Bari, spari a coppia di Bitonto: in manette suocero del ragazzo

Carabinieri_BariBari, 10 mar – È stata un’indagine lampo quella dei Carabinieri di Bari, che ha portato all’arresto del suocero del conducente dell’auto che, la notte scorsa, sotto i colpi di pistola, si era dato alla fuga, fino alle porte di Bari.

Per poco si è sfiorata la tragedia, tant’è che una 20enne che era in sua compagnia era finita in ospedale con una ferita di striscio al fianco.

A finire in manette è stato il 56enne bitontino C.C., volto noto alle Forze dell’Ordine. Per il momento l’accusa è di detenzione illegale di arma clandestina, ma gli investigatori stanno facendo approfonditi accertamenti, anche di natura balistica, per verificare il ruolo rivestito dall’uomo in relazione alla sparatoria di questa notte.

Era circa mezzanotte e mezza quando, nei pressi del campo sportivo di Bitonto, il 28enne C.C., con precedenti di Polizia, si trovava all’interno della sua utilitaria in compagnia di una 20enne incensurata di Giovinazzo (BA). Ad un certo punto, secondo il racconto dell’uomo, da un’auto di colore scuro sono partiti dei colpi di pistola all’indirizzo del veicolo.

In tutto sarebbero stati esplosi 5 colpi, di cui tre andati a segno sulla carrozzeria. A questo punto, la fuga ad alta velocità verso Bari, con l’auto scura alle calcagna, fino a quando, all’altezza dell’Hotel Parco dei Principi, a causa dello scoppio di un pneumatico, la folle corsa si è interrotta e l’auto che inseguiva si è dileguata.

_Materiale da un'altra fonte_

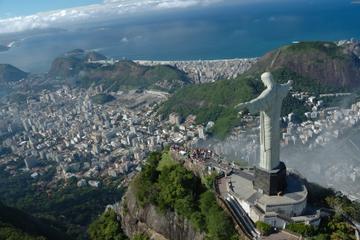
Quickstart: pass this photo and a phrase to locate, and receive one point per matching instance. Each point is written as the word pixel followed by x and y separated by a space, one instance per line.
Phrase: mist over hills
pixel 317 67
pixel 16 224
pixel 91 68
pixel 325 63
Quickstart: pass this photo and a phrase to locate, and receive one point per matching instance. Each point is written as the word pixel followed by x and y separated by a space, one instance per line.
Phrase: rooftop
pixel 243 187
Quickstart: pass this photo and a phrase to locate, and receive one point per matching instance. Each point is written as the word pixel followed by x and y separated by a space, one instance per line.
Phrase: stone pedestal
pixel 271 182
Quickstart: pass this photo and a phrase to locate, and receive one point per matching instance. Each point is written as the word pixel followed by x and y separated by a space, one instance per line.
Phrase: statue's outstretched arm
pixel 257 104
pixel 285 88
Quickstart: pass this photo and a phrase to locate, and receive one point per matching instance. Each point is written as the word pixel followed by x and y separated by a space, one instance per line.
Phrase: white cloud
pixel 109 9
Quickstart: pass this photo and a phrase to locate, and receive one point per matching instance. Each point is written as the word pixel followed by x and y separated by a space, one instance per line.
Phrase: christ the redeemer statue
pixel 269 105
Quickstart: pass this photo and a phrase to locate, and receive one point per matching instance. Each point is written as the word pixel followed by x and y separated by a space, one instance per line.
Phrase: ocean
pixel 234 31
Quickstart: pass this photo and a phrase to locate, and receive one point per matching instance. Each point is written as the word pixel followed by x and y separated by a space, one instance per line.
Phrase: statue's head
pixel 267 79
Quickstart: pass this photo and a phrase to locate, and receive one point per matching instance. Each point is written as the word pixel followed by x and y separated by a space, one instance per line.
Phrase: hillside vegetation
pixel 173 188
pixel 315 67
pixel 78 207
pixel 15 224
pixel 216 102
pixel 320 63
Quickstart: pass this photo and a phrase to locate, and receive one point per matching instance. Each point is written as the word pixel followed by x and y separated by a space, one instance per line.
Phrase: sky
pixel 40 14
pixel 10 8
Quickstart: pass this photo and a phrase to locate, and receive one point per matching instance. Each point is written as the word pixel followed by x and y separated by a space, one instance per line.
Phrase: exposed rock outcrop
pixel 326 63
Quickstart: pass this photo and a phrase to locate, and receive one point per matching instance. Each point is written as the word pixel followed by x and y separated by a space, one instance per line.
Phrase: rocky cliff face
pixel 137 219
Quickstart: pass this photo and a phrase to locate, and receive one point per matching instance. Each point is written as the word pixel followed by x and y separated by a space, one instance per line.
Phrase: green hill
pixel 129 75
pixel 175 189
pixel 15 224
pixel 316 67
pixel 123 74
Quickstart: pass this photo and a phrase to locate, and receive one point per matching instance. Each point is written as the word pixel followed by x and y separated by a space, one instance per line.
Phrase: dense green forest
pixel 173 188
pixel 15 224
pixel 102 98
pixel 64 206
pixel 129 75
pixel 216 101
pixel 106 226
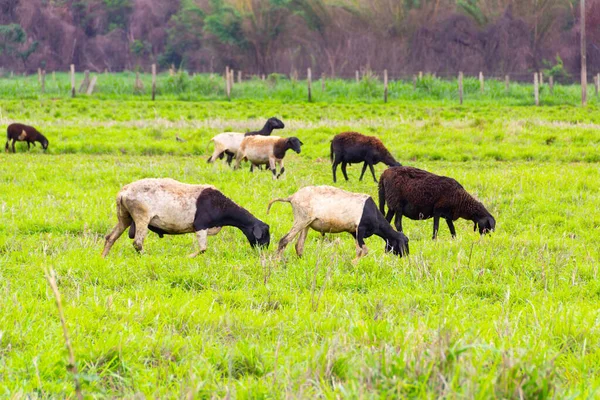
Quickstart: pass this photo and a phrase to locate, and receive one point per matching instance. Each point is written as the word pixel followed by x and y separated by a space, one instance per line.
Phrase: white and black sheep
pixel 24 133
pixel 419 194
pixel 269 150
pixel 169 207
pixel 327 209
pixel 353 147
pixel 228 143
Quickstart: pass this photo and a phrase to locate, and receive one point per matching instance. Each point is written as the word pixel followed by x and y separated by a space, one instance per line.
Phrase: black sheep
pixel 353 147
pixel 24 133
pixel 419 194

L’uomo ha così chiamato il 118 che ha mandato un’ambulanza per il successivo trasporto al Policlinico di Bari della giovane che, presa di striscio ad un fianco da uno dei colpi, è stata medicata e dimessa con 15 giorni d prognosi.

Le indagini sono partite subito serrate, da parte delle Compagnie CC di Bari San Paolo e Molfetta (BA), coadiuvate dalla Sezione Investigazioni Scientifiche del Comando Provinciale di Bari, che ha effettuato tutti i rilievi, soprattutto di tipo balistico, rinvenendo 5 bossoli cal. 7,65, un frammento di ogiva, nonchè frammenti di vetro.

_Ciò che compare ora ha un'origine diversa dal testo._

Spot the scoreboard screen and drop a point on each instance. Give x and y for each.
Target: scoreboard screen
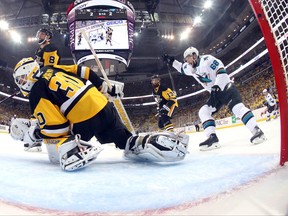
(103, 35)
(99, 14)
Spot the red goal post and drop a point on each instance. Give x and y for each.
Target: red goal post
(272, 16)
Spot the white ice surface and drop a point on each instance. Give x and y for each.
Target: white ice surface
(237, 179)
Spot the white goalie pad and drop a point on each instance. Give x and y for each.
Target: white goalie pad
(75, 154)
(159, 147)
(18, 128)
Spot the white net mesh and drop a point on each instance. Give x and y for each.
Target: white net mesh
(276, 12)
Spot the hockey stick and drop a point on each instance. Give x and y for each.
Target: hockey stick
(117, 102)
(11, 96)
(171, 78)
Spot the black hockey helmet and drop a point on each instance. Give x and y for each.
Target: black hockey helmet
(155, 76)
(48, 34)
(155, 80)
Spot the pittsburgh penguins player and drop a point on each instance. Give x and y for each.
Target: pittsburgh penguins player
(271, 104)
(166, 102)
(212, 75)
(47, 53)
(70, 110)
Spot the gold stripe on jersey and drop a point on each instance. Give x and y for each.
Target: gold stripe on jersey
(88, 106)
(83, 73)
(168, 94)
(49, 116)
(50, 58)
(171, 109)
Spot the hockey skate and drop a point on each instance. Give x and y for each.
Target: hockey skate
(34, 148)
(258, 137)
(211, 143)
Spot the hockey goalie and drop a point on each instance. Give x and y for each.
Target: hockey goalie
(70, 107)
(72, 153)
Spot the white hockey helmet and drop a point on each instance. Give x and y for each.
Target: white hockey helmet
(26, 73)
(190, 51)
(43, 35)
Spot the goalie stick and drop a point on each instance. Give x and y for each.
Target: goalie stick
(11, 96)
(116, 101)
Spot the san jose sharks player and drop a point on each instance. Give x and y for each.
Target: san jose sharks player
(210, 72)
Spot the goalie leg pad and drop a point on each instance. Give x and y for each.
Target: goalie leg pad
(75, 154)
(158, 147)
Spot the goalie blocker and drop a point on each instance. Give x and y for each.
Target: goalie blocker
(72, 153)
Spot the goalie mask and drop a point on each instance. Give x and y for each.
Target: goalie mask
(43, 35)
(191, 56)
(26, 73)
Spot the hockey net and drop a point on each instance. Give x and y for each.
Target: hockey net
(272, 16)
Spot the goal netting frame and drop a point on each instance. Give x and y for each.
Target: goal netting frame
(272, 16)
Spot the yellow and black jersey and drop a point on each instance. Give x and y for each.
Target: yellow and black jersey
(47, 55)
(164, 95)
(60, 99)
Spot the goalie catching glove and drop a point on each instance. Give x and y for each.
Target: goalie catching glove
(115, 91)
(25, 130)
(76, 154)
(157, 147)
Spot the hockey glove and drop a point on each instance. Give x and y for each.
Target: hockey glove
(215, 90)
(168, 59)
(18, 128)
(116, 90)
(164, 110)
(32, 136)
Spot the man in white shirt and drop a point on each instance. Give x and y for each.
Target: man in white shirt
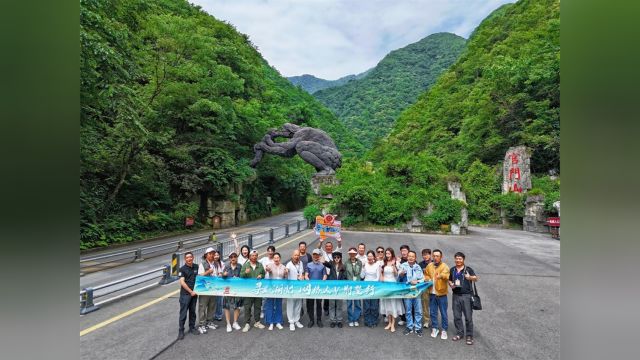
(265, 261)
(327, 257)
(362, 253)
(295, 271)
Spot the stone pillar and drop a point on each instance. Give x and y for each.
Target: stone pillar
(534, 216)
(516, 170)
(455, 188)
(516, 174)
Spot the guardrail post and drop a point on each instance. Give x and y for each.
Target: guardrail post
(138, 255)
(86, 304)
(166, 276)
(174, 265)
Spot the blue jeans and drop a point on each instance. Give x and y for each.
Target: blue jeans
(413, 307)
(438, 303)
(273, 311)
(218, 313)
(353, 310)
(371, 308)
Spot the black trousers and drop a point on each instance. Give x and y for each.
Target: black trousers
(187, 303)
(318, 309)
(461, 304)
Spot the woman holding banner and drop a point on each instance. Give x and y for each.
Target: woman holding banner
(273, 306)
(389, 273)
(371, 272)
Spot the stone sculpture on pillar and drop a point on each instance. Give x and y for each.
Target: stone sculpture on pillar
(313, 145)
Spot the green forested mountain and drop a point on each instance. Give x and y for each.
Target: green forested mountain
(369, 106)
(312, 84)
(504, 90)
(172, 101)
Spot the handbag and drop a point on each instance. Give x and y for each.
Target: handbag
(476, 304)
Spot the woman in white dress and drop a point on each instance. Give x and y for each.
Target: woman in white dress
(371, 272)
(273, 306)
(389, 273)
(244, 254)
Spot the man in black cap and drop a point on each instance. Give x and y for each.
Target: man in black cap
(337, 271)
(315, 270)
(188, 297)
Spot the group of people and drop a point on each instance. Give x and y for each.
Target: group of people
(326, 263)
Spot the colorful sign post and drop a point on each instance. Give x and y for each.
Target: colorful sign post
(327, 226)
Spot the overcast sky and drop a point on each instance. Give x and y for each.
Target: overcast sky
(334, 38)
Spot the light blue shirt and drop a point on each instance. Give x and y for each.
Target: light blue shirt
(412, 272)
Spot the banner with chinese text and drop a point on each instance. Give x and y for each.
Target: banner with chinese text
(306, 289)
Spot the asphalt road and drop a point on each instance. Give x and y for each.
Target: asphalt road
(519, 285)
(132, 268)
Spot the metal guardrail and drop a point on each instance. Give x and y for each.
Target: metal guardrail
(90, 294)
(139, 254)
(170, 272)
(254, 241)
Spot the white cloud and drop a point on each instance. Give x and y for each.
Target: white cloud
(334, 38)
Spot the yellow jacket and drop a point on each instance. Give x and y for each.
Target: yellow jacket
(441, 283)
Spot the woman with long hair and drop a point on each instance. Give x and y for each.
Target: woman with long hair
(244, 254)
(371, 272)
(392, 308)
(273, 306)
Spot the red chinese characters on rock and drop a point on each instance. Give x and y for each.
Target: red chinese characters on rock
(514, 173)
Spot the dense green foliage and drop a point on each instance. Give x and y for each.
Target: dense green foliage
(549, 188)
(172, 101)
(312, 84)
(370, 106)
(395, 192)
(503, 91)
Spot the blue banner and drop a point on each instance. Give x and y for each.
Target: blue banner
(306, 289)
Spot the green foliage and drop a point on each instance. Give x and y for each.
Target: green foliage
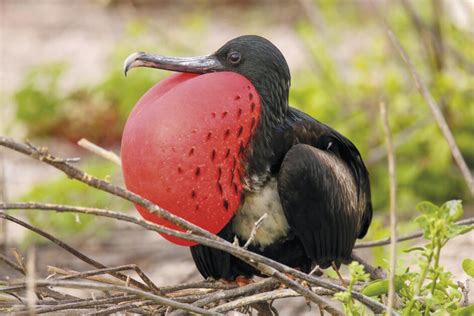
(468, 266)
(357, 274)
(71, 192)
(380, 287)
(39, 99)
(344, 92)
(429, 287)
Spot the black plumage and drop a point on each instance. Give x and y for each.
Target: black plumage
(309, 178)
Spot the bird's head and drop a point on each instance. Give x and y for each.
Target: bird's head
(252, 56)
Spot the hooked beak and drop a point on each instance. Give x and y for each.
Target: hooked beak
(200, 64)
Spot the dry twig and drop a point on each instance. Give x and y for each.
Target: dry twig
(193, 232)
(99, 151)
(393, 205)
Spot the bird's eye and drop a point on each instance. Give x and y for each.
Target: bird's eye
(234, 57)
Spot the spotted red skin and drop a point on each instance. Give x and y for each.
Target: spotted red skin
(183, 145)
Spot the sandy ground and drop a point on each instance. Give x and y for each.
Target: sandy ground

Dal racconto delle due vittime del grave episodio, i sospetti degli investigatori si sono subito concentrati sul contesto familiare dell’uomo, in fase di separazione, che aveva iniziato a frequentare la giovane 20enne.

Messo alle strette, il suocero del 28enne ha ammesso di aver fatto uso, nella circostanza, di una pistola 7,65 e ha così condotto i Carabinieri nei pressi di un campo in “Contrada delle Rose” dove, su un albero, aveva nascosto la pistola, una “Zastava” cal.7,65, trovata priva di cartucce.

Il movente della spedizione punitiva sarebbe così riconducibile all’astio provato dall’uomo nell’ambito di dissidi familiari e relazioni interpersonali intrattenute dal genero.

È così scattato l’arresto con l’accusa di detenzione illegale di arma clandestina, ma proseguono serrate le indagini per verificare tutte le sue responsabilità.